Kazemi dijo que las fuerzas de seguridad solo utilizaron “medios disuasorios” como cañones de agua y pistolas de paintball”.
“Quienes cometieron violencia y asesinatos fueron terroristas entrenados que buscaban la destrucción y la muerte”, afirmó el coronel.
Las autoridades iraníes han tachado las protestas antigubernamentales de disturbios y actos de terrorismo orquestados por Estados Unidos e Israel.

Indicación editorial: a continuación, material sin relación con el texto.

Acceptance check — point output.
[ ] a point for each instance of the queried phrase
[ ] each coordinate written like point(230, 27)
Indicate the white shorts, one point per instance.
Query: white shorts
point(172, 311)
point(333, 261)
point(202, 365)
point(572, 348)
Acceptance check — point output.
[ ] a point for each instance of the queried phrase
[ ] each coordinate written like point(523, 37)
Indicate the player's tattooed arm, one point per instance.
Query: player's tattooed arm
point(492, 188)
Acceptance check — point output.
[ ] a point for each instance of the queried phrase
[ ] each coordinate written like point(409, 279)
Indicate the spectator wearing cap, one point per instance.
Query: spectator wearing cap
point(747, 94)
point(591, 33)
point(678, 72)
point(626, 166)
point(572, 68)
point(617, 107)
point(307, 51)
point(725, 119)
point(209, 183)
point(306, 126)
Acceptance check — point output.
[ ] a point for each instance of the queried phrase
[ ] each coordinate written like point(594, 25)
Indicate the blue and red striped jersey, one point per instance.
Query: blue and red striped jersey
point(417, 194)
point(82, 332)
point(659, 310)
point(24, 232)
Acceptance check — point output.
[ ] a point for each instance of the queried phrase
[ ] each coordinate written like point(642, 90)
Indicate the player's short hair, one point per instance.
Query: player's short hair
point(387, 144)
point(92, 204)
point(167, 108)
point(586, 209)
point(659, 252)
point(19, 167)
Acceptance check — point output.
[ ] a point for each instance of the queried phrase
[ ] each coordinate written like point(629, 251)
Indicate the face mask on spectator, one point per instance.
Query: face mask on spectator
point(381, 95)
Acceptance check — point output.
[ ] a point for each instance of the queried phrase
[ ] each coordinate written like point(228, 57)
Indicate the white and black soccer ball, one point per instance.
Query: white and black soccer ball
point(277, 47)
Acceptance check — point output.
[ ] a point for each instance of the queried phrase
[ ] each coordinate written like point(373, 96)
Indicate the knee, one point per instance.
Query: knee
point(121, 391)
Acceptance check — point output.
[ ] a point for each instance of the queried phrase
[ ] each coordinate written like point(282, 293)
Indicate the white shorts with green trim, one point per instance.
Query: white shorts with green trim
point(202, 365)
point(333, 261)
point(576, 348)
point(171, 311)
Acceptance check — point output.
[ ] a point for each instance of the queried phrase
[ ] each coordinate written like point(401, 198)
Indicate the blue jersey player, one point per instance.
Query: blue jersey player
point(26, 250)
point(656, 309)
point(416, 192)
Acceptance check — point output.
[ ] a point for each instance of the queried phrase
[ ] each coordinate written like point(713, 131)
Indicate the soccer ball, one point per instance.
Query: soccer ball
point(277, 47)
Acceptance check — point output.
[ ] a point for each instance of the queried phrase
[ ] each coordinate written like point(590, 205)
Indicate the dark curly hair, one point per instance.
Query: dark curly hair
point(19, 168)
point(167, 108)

Estas manifestaciones, desatadas a finales diciembre, llegaron a su punto álgido el 8 y 9 de enero, pero fueron reprimidas duramente por la república Islámica.
Según la versión oficial, más de 3.100 personas murieron en las protestas, aunque ONG opositoras como Hrana, con sede en Estados Unidos, cifran en 5.495 los fallecidos.
Amnistía Internacional denunció una fuerte represión estatal y calificó lo ocurrido en las protestas de “masacre”.